Bauerntag Heilbronn-Ludwigsburg

Reinhold Gall für konstruktiven Dialog beim Pflanzenschutz – Karsten Schmal fordert Klarheit über die zukünftige Gemeinsame Agrarpolitik (GAP)

 


Fünf Minuten vor 16 Uhr. Zweieinhalb Stunden Bauerntag haben die Zuhörer hinter sich. Ein undankbarer Zeitpunkt für ein sensibles Thema. Reinhold Gall spürt es. Tapferen Schrittes erklimmt er die Bühne. Über die Zukunft des Pflanzenschutzes soll der frühere Innenminister von der SPD reden. Das Neumitglied des Landtags-Ausschusses für Ländlichen Raum und Verbraucherschutz schreitet zum Mikrofon. Mit lauter Stimme legt Gall zum Pflanzenschutz los, bei dem viele Bauern den Zeiger bereits fünf vor Zwölf stehen sehen.

 

Wachsende Kluft

Gall sieht beim Pflanzenschutz unterschiedliche Interessen aufeinanderprallen. Das sei schwierig, eine differenzierte Haltung einzunehmen. Der SPD-Mann will es dennoch tun. Er sieht die Kluft zwischen den Interessen der Verbraucher der Landwirte gerade bei diesem Thema größer werden. Er spricht von „Vertrauenskrise“ und beobachtet das Verhalten beim Einkauf: „Die Kritik am Pflanzenschutz nimmt zu, nicht dagegen der Preis, den die Landwirte für ihre Produkte brauchen.“

Den Spiegel vorhalten

Es sei wichtig, den Menschen zurückzuspiegeln, was jeder für den Naturschutz tun kann, für Artenvielfalt, beispielsweise durch entsprechende Anlage der Vorgärten.
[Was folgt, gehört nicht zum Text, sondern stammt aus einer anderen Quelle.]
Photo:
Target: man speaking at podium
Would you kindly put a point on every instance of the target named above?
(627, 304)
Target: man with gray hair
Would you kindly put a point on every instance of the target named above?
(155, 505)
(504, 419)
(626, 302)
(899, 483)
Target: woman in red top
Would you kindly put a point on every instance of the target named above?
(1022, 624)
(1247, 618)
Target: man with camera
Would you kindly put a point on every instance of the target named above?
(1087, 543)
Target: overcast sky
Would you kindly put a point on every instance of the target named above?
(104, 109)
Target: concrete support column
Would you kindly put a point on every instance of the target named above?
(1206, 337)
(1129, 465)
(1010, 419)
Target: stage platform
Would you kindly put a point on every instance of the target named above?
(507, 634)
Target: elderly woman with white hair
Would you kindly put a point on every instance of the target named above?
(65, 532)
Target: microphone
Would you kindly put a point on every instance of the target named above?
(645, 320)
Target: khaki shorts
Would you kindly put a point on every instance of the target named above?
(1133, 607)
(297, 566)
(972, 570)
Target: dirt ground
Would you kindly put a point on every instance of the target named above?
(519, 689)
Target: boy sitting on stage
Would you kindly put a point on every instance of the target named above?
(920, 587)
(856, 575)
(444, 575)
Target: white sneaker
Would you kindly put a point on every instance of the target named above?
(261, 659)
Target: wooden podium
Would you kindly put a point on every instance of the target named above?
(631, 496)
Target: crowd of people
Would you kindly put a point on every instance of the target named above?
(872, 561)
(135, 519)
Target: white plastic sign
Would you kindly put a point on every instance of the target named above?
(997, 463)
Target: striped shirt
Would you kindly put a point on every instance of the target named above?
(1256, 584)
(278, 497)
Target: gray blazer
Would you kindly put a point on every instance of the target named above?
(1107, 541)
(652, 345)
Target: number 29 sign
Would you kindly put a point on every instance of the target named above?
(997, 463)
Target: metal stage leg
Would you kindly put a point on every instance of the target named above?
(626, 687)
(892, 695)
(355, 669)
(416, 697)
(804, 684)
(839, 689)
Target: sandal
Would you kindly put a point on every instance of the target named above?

Für Insektenschutz sei nicht allein die Landwirtschaft verantwortlich. Zumal die Landwirte selbst hohes Interesse an einer intakten Umwelt, an der Vielfalt der Arten hätten. Vielmehr gebe es zahlreiche andere Einflussfaktoren wie beispielsweise die Lichtverschmutzung.

Für konstruktiven Dialog

„Wir brauchen bei solchen Themen die Diskussion, jedoch untereinander eine andere, nicht verletzende Rhetorik“, spricht sich Gall für konstruktiven Dialog und Meinungsvielfalt aus. Es sei jedoch nicht nur hier, um Wohlgefallen auszulösen: „Trotz aller Schwierigkeiten müssen wir den Einsatz von Pflanzenschutzmitteln verringern“, bezieht er Position. Allerdings gelte es, den Landwirten ausreichend Zeit zu lassen, um ihre Betriebe an Reduktionsstrategien anzupassen. Er wolle sich dabei „am Machbaren“ orientieren, verspricht der Landtagsabgeordnete.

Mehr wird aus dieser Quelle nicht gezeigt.